3
votes

I am very confused what is the difference between csymf and csym in prolog, when I am using

?-code_type(X,csym).

X = 48 ;
X = 49 ;
....

?-code_type(X,csymf).

X = 65;
X = 66;
....

Would you please someone tell me what X should be exactly, I read the manual of SWI-prolog in this part and it is mentioned that

csym :Char is a letter (upper- or lowercase), digit or the underscore (_). These are valid C and Prolog symbol characters.

csymf :Char is a letter (upper- or lowercase) or the underscore (_). These are valid first characters for C and Prolog symbols.

So would you please provide me with some examples ?

Thanks

1
Use char_type/2 and be aware that only Latin-1 characters are generated. Yet, char_type/2 is defined for all Unicode characters. This is very SWI-specific. - false
?-char_type(A,cymf). will give me all starting letters that can cymf type starts with, including letters capital and small,underscore, and also ?, and some latin letters. ?- char_type(A,csym). gives me all starting character for the csym including numbers, letters wether capital or small and also latin characters, so I think that char_type(A,cymf),is a subset of char_type(A,cymf). Thanks for providing me such predicate to use. - Yasmin

1 Answers

2
votes

You already have found the relevant descriptions, that state that code_type(Code, Type) holds a relation between a character code and his classification.
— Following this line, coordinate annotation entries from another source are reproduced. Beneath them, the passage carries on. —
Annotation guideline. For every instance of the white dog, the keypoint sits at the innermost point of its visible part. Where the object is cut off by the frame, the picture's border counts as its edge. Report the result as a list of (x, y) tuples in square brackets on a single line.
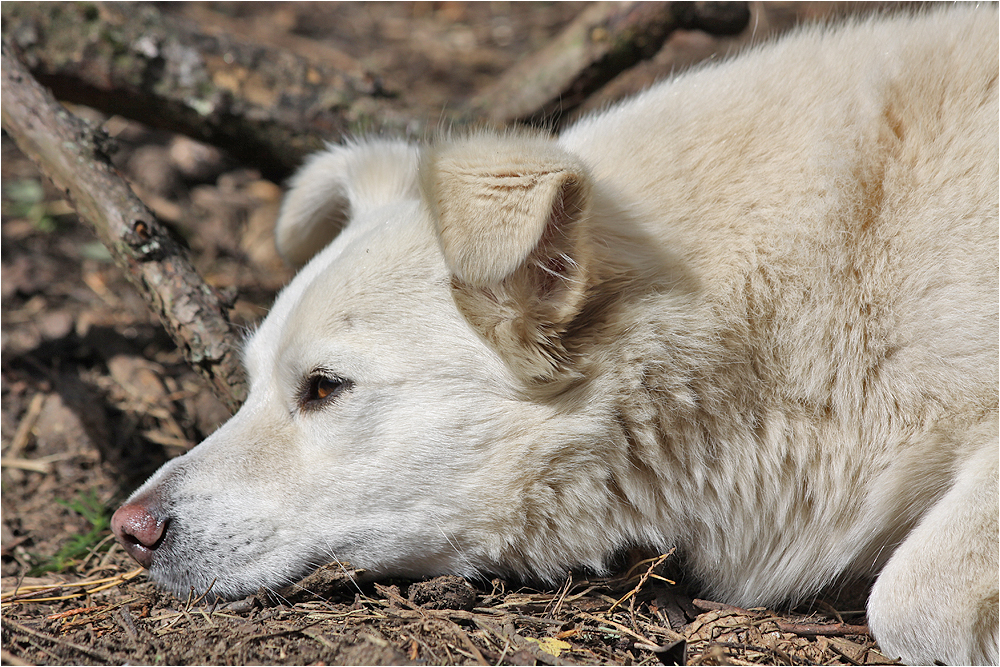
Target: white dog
[(751, 313)]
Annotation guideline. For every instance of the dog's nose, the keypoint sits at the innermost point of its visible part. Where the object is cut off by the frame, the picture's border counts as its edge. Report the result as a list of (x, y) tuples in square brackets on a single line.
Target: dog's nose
[(138, 530)]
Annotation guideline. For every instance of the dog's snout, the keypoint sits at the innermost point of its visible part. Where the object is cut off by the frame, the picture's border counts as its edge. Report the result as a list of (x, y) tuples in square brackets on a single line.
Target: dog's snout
[(139, 530)]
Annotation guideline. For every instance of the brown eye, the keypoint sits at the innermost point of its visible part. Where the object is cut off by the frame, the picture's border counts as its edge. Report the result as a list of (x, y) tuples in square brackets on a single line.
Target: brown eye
[(322, 388)]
I think the manual is a bit misleading, because Prolog symbols are different than C (or Java, to say) symbols. These latter can be described with a regular expression like [_a-zA-Z][_a-zA-Z0-9]*, equivalent to the readable descriptions you cite.

Then c9 is a valid C symbol, while 9c is not (a digit cant start a symbol).

To inspect all 'properties' of a character (I assume you are aware of differences between character code - an integer - and the encoded character - localized), you could use

?- char_type(v,T).
T = alnum ;
T = alpha ;
T = csym ;
T = csymf ;
T = ascii ;
T = graph ;
T = lower ;
T = lower('V') ;
T = to_lower('V') ;
T = to_upper(v) ;
false.

Then v could start a C symbol.

?- char_type('7',T).
T = alnum ;
T = csym ;
T = ascii ;
T = digit ;
T = graph ;
T = to_lower('7') ;
T = to_upper('7') ;
T = digit(7) ;
T = xdigit(7).

We miss csymf here, then 7 cannot start a C symbol.

To get all the characters that can start a C symbol, you could use

?- forall(char_type(X,csymf),write(X)).
ABCDEFGHIJKLMNOPQRSTUVWXYZ_abcdefghijklmnopqrstuvwxyzªµºÀÁÂÃÄÅÆÇÈÉÊËÌÍÎÏÐÑÒÓÔÕÖØÙÚÛÜÝÞßàáâãäåæçèéêëìíîïðñòóôõöøùúûüýþÿ
true.

I think your result could be different than mine, depending on your locale.